Procès Tshiwewe : l’accusation à l’épreuve des faits

Inculpé pour complot, détention illégale d’armes et violation des consignes militaires, l’ancien chef d’état-major général des FARDC, le général Christian Tshiwewe, joue une partie décisive devant la Haute Cour militaire. Entre vices de procédure dénoncés par la défense, accusations contestées et soupçons de rivalités au sommet de l’État, ce procès dépasse le simple cadre judiciaire et met en lumière les tensions qui traversent l’appareil sécuritaire congolais.

Avec dix autres officiers supérieurs, il est poursuivi notamment pour complot, détention sans titres ni droit des armes et violation des consignes. Lors de la dernière audience, ses avocats ont demandé sa remise en liberté provisoire ou son placement en résidence surveillée sa fuite n’étant pas à craindre. Prochaine audience : le 30 juillet.

Tout commence fin 2024, après le remplacement de Christian Tshiwewe à la tête des FARDC. Nommé conseiller militaire du président, il occupe un poste flou sans attribution clairement définie ni personnel.

Après avoir proposé la composition de son cabinet, il est désarmé puis arrêté le 8 juillet 2025. Le lendemain, une perquisition est menée à son domicile en son absence.
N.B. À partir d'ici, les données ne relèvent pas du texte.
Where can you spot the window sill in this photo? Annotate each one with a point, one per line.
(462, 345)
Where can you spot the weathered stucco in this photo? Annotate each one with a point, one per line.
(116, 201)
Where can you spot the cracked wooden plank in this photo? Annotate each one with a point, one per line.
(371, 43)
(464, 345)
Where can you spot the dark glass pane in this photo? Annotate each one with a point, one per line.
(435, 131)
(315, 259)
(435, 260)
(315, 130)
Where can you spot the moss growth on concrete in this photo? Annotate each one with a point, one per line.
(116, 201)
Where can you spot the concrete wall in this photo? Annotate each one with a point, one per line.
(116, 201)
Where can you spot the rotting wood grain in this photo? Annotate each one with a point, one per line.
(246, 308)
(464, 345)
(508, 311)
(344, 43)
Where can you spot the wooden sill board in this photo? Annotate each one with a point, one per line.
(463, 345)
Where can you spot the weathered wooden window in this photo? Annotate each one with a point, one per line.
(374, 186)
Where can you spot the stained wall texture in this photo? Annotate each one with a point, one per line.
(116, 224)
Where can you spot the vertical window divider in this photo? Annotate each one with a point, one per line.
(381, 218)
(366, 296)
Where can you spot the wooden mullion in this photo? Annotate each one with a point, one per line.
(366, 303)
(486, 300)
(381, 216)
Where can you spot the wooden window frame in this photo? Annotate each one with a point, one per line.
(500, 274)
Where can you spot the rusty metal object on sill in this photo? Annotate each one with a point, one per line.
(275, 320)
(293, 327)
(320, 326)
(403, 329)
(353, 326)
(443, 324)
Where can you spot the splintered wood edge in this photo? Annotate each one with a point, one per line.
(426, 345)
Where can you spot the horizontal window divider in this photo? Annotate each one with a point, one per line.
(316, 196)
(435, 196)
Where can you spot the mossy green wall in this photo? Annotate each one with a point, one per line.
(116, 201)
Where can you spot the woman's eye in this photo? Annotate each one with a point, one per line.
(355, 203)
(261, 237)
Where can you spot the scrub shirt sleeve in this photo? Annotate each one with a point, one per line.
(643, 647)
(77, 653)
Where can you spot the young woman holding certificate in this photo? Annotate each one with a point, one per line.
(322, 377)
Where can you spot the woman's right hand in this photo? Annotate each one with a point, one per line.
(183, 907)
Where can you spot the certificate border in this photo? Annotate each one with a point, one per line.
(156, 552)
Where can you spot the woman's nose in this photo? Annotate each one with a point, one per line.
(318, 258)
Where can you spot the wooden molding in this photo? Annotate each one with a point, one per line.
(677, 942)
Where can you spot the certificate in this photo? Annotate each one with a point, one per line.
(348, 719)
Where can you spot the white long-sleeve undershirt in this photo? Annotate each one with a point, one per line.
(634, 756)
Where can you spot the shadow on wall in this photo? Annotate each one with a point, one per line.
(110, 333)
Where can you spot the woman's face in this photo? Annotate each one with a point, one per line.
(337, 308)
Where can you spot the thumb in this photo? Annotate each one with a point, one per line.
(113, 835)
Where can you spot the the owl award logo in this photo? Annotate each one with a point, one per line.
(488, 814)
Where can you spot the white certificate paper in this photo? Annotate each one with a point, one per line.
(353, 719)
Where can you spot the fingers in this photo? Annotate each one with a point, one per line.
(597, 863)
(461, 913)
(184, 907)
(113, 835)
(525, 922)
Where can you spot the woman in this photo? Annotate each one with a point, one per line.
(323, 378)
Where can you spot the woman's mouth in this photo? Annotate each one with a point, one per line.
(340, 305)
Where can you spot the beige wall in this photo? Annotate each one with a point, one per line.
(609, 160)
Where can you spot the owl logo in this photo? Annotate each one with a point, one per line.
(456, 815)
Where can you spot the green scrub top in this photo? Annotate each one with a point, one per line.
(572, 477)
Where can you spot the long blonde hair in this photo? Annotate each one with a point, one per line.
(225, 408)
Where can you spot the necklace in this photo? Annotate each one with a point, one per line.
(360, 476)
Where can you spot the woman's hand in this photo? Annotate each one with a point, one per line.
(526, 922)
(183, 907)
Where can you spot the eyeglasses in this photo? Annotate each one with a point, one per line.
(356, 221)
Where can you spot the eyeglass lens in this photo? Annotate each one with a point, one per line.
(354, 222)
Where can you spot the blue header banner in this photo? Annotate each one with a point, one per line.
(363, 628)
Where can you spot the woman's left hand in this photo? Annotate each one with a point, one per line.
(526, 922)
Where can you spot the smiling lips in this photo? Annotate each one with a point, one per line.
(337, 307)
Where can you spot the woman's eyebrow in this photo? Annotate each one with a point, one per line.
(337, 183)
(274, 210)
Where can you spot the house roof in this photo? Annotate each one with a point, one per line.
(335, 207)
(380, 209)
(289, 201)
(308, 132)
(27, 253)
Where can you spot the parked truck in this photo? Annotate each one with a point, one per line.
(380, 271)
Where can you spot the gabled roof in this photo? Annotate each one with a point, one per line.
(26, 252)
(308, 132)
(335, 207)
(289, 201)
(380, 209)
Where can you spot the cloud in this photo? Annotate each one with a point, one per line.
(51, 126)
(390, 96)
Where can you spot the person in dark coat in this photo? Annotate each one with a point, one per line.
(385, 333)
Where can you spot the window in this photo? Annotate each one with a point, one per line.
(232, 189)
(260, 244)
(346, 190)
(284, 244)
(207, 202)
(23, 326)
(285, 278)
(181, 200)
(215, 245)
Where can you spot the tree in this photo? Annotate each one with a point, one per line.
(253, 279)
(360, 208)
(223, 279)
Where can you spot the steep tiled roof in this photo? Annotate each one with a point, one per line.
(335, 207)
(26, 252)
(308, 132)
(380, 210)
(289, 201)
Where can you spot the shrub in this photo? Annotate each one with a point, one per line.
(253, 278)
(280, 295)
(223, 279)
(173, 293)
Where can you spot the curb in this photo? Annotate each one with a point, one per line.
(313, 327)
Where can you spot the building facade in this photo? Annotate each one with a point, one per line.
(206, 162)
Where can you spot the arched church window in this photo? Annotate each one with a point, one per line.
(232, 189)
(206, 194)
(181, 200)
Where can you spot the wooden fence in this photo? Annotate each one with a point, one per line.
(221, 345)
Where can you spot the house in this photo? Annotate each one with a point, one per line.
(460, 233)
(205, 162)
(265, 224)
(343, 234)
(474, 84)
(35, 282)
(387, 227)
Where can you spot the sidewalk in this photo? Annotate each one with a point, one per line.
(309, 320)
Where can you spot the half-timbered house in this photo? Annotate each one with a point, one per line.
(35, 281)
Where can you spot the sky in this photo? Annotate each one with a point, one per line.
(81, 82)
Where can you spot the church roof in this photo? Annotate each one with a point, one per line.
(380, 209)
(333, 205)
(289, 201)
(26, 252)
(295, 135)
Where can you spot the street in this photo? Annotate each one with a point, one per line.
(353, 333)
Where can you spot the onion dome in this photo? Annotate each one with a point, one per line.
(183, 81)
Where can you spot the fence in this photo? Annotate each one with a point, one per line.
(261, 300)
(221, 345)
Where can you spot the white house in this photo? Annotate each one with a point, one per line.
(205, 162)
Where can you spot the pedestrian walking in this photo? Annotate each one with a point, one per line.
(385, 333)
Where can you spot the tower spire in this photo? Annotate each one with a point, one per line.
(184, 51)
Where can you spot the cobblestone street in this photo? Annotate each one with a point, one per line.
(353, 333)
Deux armes individuelles y sont découvertes.

Pour l’accusation, c’était une cache d’armes, mais la cargaison évoquée n’a pas encore été présentée. La défense rejette cette thèse.

Elle soutient qu’aucun élément du dossier ne l’étaye et affirme que la perquisition est irrégulière, le mandat ayant été délivré deux semaines après son exécution.

Les avocats contestent aussi l’accusation de complot. À l’audience, Me Parfait Kanyanga a dénoncé l’absence de base juridique, estimant que le rôle exact de son client et sa participation aux faits reprochés ne sont jamais précisés.

Cet avocat n’arrive pas à comprendre comment l’auditeur general de l’armée (procureur general de l’armée) peut – il -t-il , soutenir que son client aurait adhéré à un complot en raison du comportement de l’un de ses subalternes, ancien collaborateur.

D’autres avocats vont plus loin en pointant des accusations basées sur des suppositions, l’analogie et sans vérifications préalables avant d’engager l’action publique. En coulisses, certains officiers évoquent une guerre de palais à l’origine de ce qu’ils qualifient de « cabale » contre l’ex – Chef de l’armée.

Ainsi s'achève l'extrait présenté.